What makes it especially difficult is I'm often disconnected within myself and it's hard for me to identify my moods which I believe are brought on from past issues surrounding an emotionally volatile mum and head-in-the-sand dad who was present but never really there as a Father. Gosh, such a big and last impact they made on your life. Then as a child, my frustrations and associated anger, issues with OCD that were my own... today I'm left with trying to deal with triggers where I'll withdraw or become short, and prevent like this second personality setting within me which comes and goes for days at a time. Things may be good, very positive, and then in one moment something triggers and it's like these issues that lay latently within me surface and I'm a different more withdrawn and angry at the world person. I may not think about them consciously and I've healed much from my past, but I know it's my past affecting me when I have dreams involving my mum, dad, past and the like.
You talk of putting the past on the shelf, and praying to God to take your memories of such away... but is that really what is best? Like it or not, the past is part of you, has shaped and made you. Shouldn't such be embraced? Perhaps, rather than tuck them away on the shelf or try bury them, then we hand them to Christ to carry for us where we can't carry them. So that we can be held together as who we truly are, a composite of good and bad in life, only with Christ.

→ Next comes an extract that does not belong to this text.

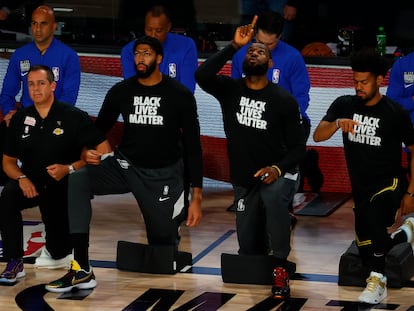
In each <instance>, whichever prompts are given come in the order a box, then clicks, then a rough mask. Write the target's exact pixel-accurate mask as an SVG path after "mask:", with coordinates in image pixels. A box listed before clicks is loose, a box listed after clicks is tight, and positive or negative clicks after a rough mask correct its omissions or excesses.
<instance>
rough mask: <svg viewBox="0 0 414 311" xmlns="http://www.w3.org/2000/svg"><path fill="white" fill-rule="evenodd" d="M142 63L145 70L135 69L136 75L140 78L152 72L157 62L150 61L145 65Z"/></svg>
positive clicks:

I'm more reflecting upon how such (burying the past) probably wouldn't work for myself here. If such works for you, then keep doing what you do. I've gotten over my past in so many ways, on a conscious level I think I'm healed... however there nonetheless seems to be past issues that lay beneath that will surface. I'm not sure how to deal with them, but trying to ignore and bury such or place them away on a shelf, I'd think would make them even more latent. And then, if there's a trigger, whether such is seeing a quality pop out of myself that I feel was like my mum, or something in my own wife even, they quickly resurface and I seem unable to stop myself from entering a state of depression where I become withdrawn, bitter, resentful, hating myself and the like, I can instantly become this different person which I struggle to break free from. Such impacts upon my wife, kids and life.